Random thoughts from the weekend

Thanksgiving weekend is almost over.  Unfortunately the turkey will continue.

1 – Two for one.  In Toronto, and probably other jurisdictions as well, over the past year there has been an outcry by cycling groups for trucks to have some form of anti-underride bars on the trailers.  This really became an issue  when a young pregnant lady was hit and killed by a truck – I don’t recall if it was a tractor-trailer or not – making a right turn, when she somehow came in contact with the truck and fell under the rear wheels.  Perhaps you’ve noticed, while on the highway or perhaps just watching traffic flow by, that many tractor-trailers now have what appear to be sails hanging from the bottom of the trailer.  These are slightly curved at the front, fitting under the trailer, and then extend, even with the side of the trailer, to the rear wheels.  The main purpose is to reduce the amount of air that gets under the trailer.  Air under the trailer at highway speeds significantly increases drag, which increases fuel consumption.  These “sails” are a way to combat that added air resistance.
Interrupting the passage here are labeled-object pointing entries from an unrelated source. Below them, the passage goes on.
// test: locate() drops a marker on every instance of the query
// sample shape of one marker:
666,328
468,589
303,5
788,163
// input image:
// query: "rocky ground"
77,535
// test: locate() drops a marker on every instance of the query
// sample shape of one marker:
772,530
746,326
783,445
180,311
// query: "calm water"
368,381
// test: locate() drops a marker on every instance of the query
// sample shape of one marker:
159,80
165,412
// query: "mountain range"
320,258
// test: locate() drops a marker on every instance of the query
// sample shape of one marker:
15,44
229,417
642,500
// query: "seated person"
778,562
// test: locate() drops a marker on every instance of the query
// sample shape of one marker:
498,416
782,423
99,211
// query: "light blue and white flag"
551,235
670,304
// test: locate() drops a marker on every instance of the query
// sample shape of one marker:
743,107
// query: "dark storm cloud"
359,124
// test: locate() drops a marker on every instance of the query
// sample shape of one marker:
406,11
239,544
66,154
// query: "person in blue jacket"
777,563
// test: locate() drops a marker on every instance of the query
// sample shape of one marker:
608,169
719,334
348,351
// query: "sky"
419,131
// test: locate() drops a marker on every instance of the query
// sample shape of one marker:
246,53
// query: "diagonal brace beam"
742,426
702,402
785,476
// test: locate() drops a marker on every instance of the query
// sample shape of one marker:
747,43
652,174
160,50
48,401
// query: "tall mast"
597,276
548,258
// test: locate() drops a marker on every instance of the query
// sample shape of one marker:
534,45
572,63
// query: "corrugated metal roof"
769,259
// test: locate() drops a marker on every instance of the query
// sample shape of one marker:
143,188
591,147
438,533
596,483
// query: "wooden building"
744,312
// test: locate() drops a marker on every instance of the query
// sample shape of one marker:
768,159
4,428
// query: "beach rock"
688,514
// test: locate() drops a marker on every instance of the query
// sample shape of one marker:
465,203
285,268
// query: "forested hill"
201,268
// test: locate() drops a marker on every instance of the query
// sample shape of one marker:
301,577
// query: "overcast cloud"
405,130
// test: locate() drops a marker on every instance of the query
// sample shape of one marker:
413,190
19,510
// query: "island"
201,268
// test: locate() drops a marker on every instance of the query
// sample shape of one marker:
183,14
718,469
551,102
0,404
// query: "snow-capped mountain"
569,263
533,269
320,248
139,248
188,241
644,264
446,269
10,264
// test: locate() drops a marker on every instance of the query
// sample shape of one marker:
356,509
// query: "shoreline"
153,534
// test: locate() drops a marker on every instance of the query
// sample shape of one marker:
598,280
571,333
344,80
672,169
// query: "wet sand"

There is this hue and cry for some form of protection for cyclists to be mounted on trucks,  but governments are reluctant to legislate such protection. My thought on this is that since many companies are now using these wind reduction panels anyway, why not just make them mandatory? That way, the transport companies get the reduced fuel consumption they want and the cyclists get the anti-underride protection they want.  Makes sense to me.

2 – It’s supposed to be used.  There was an item in one of the Saturday papers, which of course I didn’t bookmark, about some Honda models that have rolled away, even after the driver has turned the engine off and removed the key.  Apparently the problem is that something in the ignition switch breaks or wears with use that will allow the key to be removed without the transmission being placed in “Park”. And, since the key could be removed, the drivers never checked to make sure the transmission was indeed in “Park”. As I said, I didn’t bookmark the item, so have to rely on my memory, but one man broke his leg when his vehicle ran over him.  He tried to chase it and the open door knocked him down.  There is a lever between the seats, or a small pedal at the left side of the driver’s footwell.  That controls what is variously called an emergency brake; parking brake, or in the case of the lever, a hand brake.  Note that second name – “parking brake”.  Activating this feature, either by pulling the lever, or stepping on the pedal, causes a cable to apply the rear brakes.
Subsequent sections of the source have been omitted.